By checkerboard synergy technique, n-butanolic C.coum extract in combination with ciprofloxacin exhibited synergistic effect against P. aeruginosa biofilms (ΣFBIC = 0.496).
This observation may be due to the nature of biological active components of n-butanolic C. coum extract (saponins). Saponins are plant secondary metabolites which play a major role in plant defense mechanisms. It is reasonable to assume the extract may re-sensitize resistant bacteria to the antibiotics by inhibiting cell-to-cell communication (Quorum sensing) (14 and 15). In recent years, Saponins have been great applications in commercial use, but because of high toxicity effects they have limited medical applications. In this study cytotoxicity effect of n-butanolic C. coum extract was assayed.

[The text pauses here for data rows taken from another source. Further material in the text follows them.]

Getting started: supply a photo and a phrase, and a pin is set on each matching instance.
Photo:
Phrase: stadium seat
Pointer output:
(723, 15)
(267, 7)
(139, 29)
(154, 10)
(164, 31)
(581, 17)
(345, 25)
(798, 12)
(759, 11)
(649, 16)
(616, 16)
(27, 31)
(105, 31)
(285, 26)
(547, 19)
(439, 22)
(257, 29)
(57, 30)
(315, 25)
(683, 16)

A dose response curve for the percentages of viable cells (0 to 100%) was plotted against the concentrations used in this study. The n-butanolic C. coum extract alone and in combination with ciprofloxacin have not exhibited cytotoxic effects against HT-29 cancer cell lines when compared with the control RPMI1640 (survival rate was 100%).
Discussion and conclusion
Results of this study offered a scientific basis for the traditional use of plant Cyclamen coum as a potential phytotherapeutic agent. The anti-biofilm activity could be enhanced if the active components are purified and used with conventional antibiotics, which is therefore employed in our further studies
We thank Vice Chancellor Alzahra University for the financial support.